Le doute de l’erreur judiciaire

Mercredi 7 décembre, le procureur Seth Williams a décidé de ne pas interjeter appel de la décision de la Cour Suprême américaine de commuer la sentence capitale en prison à vie. Elle devient donc définitive : Mumia Abu-Jamal échappe à l’injection létale mais il reste coupable aux yeux de la justice et condamné à finir sa vie derrière les barreaux.

Rappelons les faits : le 9 décembre 1981, à Philadelphie, la police intervient sur la scène d’une fusillade et découvre le cadavre de l’officier Daniel Faulkner, abattu de deux balles. A proximité, Mumia Abu-Jamal (alors appelé Wesley Cook), chauffeur de taxi de 28 ans, gît blessé d’une balle dans la poitrine, tiré par l’arme du policier.

L’accusation adoptera la version d’un contrôle de police qui aurait dégénéré, Abu-Jamal abattant l’officier Faulkner.
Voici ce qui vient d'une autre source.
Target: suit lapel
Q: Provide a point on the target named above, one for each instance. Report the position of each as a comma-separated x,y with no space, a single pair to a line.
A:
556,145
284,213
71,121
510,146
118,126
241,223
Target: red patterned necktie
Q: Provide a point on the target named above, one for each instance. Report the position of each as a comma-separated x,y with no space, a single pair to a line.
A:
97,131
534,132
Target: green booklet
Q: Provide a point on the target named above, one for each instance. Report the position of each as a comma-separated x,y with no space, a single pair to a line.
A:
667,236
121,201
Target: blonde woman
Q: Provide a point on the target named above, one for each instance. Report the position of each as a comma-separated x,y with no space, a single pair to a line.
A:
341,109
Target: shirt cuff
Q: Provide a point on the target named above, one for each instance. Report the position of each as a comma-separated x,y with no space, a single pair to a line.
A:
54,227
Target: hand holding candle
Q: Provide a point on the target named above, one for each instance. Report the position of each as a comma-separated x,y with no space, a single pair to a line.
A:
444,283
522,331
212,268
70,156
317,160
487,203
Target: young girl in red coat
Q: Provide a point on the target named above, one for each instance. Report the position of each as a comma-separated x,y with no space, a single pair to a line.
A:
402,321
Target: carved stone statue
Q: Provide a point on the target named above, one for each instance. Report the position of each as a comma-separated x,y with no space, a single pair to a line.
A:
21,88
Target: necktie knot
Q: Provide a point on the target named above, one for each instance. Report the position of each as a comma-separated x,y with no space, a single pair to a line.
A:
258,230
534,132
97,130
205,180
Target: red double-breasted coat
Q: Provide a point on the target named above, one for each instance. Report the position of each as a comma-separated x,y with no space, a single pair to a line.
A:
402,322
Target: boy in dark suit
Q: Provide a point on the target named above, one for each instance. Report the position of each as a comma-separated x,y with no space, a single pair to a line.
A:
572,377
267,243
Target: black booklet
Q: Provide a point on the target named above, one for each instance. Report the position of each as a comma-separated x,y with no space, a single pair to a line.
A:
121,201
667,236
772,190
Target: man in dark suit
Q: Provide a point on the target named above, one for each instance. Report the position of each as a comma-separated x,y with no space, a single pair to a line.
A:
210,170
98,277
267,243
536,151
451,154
Le procès de 1982 se tiendra dans une ambiance électrique de tensions raciales et ne laissera aucune chance à l’accusé, condamné à mort.
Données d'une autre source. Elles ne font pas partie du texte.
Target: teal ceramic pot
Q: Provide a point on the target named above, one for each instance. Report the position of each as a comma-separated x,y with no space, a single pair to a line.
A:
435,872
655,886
Il faut dire que Mumia Abu-Jamal sympathise avec les « Blacks Panthers » et fera vite de son sort un combat politique contre une Amérique et une justice racistes. Pour bon nombre de ses partisans, il est un prisonnier politique.

C’est pourquoi il gênait jusque dans les rangs des abolitionnistes américains eux-mêmes.


Trente ans de combat

Commence alors un combat judiciaire (ses avocats, notamment Robert Bryan, ont joué un rôle clé dans l’issue de cette affaire) et médiatique qui dure depuis trois décennies, pour celui qui a toujours clamé son innocence. Un combat dont la première manche vient enfin d’être gagnée.

Un militant brandissant un panneau "Libérez Mumia" (DR)

La France a toujours été à la pointe de la mobilisation internationale pour Mumia Abu Jamal. Il faut ici rendre hommage aux milliers de militants français qui, chaque mercredi, se réunissaient devant l’ambassade américaine à Paris pour réclamer un nouveau procès voire sa libération, à des intellectuels comme Jacques Derrida, à des forces politiques comme le Parti communiste et la CGT.

Mumia Abu-Jamal, aujourd’hui âgé de 58 ans va devoir relever un nouveau défi, et pas des moindre : faire reconnaître son innocence et, à tout le moins, réclamer un procès équitable car, comme dans bon nombre d’affaires similaires aux Etats-Unis, plane le doute de l’erreur judiciaire.

Mumia Abu-Jamal, « Mumia » pour ses nombreux soutiens, n’est plus condamné à mort : croupira-t-il désormais en prison ? Le mouvement qui s’est formé autour de lui et qui en a fait le symbole du combat contre la peine de mort saura-t-il l’élever au rang d’icône d’une justice équitable et éviter qu’il tombe dans l’oubli ? Souhaitons le pour Mumia et pour toutes les victimes d’un système judiciaire américain discriminatoire.